Here is a useful set of slides on type III (wrong question, right answer) and type IV (right question, wrong answer) by Charlotte Ursula Tate, from San Francisco State University.
How common are type III errors? And what does a type III error look like in practice? There is no hard evidence on the extent of type III errors beyond the anecdotal, but how often do we run into applied researchers who are bent on applying a specific technique to a given problem? (To be fair, this is common in the applied econometrics literature, wherein researchers often develop a new estimator and apply it to suitable data for the purposes of illustrating said estimator; I have been guilty of this in the past myself.)
Worse, how about those cases where a (typically young, pre-tenure) researcher insists on toeing the “randomize or bust” party line, a situation which I have discussed here?
Relatedly, I remember sitting in a seminar wherein a colleague asked “How did you come to work on this topic?” to the presenter, who had just shown us findings behind which the causal story appeared tenuous to my colleague. When the presenter said “Well, I noticed that I had this source of exogenous variation in my data, so I decided to look for an outcome to apply it to…,” he lost about half of the audience. I guess the lesson for younger researchers here is to make sure you have a darn good story for why your empirical setup is interesting, and why it matters for policy, business, or other.
How do you protect yourself from making type III errors? As with many other things in the craft of applied econometrics, the answer is not contained in a theorem or lemma. Rather, the answer is to talk to colleagues about what you are doing, and to see whether what you are doing passes the laugh test.** Though you should often expect a certain amount of skepticism when you first explain what you are doing (after all, most of the obvious research questions have already been answered), you should be able to dissipate said skepticism pretty quickly with facts. So in a typical regression of Y on D, that means explaining how much the effect of D on Y costs to society, how many people it affects, how much it shortens life expectancy, etc.

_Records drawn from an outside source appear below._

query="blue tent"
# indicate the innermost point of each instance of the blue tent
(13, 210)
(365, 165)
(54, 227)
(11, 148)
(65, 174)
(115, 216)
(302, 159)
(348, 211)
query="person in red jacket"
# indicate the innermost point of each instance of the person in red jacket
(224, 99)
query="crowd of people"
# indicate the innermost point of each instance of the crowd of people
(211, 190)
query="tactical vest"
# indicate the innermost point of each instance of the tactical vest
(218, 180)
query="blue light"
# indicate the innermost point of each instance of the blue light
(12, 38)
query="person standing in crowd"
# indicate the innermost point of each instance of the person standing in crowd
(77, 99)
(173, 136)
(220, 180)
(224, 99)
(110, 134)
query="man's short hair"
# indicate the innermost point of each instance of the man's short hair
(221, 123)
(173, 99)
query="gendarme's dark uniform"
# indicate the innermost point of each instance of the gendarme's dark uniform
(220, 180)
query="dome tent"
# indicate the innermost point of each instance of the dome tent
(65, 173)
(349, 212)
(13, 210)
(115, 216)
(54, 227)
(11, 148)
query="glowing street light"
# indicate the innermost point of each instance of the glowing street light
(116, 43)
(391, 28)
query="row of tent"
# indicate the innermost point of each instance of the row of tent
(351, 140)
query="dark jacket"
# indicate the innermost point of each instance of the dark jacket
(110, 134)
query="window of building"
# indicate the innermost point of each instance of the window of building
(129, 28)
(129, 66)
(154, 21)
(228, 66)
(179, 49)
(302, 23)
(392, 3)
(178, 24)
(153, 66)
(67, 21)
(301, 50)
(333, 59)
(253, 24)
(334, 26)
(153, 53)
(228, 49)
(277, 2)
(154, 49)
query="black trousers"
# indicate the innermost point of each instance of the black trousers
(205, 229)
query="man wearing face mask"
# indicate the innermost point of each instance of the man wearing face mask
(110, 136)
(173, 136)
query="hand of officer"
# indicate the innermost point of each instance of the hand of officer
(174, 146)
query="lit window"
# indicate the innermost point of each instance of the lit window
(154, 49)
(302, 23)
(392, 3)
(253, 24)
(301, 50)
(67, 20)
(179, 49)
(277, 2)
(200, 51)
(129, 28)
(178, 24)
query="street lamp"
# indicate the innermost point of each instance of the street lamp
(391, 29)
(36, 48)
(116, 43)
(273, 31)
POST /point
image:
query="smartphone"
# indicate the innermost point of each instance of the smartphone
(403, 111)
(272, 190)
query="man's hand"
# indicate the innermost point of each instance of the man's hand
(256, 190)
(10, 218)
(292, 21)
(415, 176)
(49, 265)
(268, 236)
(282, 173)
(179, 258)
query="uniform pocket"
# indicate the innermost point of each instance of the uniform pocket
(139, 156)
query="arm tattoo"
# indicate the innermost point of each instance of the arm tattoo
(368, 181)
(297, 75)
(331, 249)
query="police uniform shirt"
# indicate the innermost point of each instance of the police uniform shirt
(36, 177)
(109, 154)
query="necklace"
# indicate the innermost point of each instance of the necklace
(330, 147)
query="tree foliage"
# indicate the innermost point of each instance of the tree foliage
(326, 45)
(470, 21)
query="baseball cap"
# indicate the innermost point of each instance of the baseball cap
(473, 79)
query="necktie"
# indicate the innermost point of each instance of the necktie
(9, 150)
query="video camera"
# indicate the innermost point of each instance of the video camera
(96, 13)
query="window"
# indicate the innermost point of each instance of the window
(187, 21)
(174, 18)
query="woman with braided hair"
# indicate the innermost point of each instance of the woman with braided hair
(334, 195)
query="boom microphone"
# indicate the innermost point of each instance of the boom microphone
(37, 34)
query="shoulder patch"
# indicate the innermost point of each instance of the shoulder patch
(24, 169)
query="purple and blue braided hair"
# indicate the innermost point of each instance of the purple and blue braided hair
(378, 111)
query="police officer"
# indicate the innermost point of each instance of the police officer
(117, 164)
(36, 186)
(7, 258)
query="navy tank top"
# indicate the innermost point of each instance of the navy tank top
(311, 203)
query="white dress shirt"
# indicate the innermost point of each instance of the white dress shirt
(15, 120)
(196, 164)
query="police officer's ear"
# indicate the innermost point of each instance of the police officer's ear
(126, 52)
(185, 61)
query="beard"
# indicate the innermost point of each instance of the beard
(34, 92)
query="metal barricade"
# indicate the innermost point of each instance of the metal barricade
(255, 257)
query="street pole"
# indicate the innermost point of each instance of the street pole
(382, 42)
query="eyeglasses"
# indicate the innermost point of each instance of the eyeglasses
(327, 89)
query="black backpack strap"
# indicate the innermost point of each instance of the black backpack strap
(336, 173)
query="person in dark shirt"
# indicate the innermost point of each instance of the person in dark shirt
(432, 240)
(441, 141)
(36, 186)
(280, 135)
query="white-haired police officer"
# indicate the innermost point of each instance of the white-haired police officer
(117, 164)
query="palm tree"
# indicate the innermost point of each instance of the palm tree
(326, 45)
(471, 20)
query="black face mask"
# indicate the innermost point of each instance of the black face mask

* I’m ignoring type IV errors in this post since almost every other ‘Metrics Monday post has been dedicated to “right question, wrong answer”-type topics, such as endogeneity issues, which cause bias, which is a way to provide a wrong answer to a question, whether that question is right or wrong.
** Unless you live in Minnesota. Then the laugh test is the different test. If a Minnesotan says “That’s different!” when you explain your research question to him or her, you’re in trouble.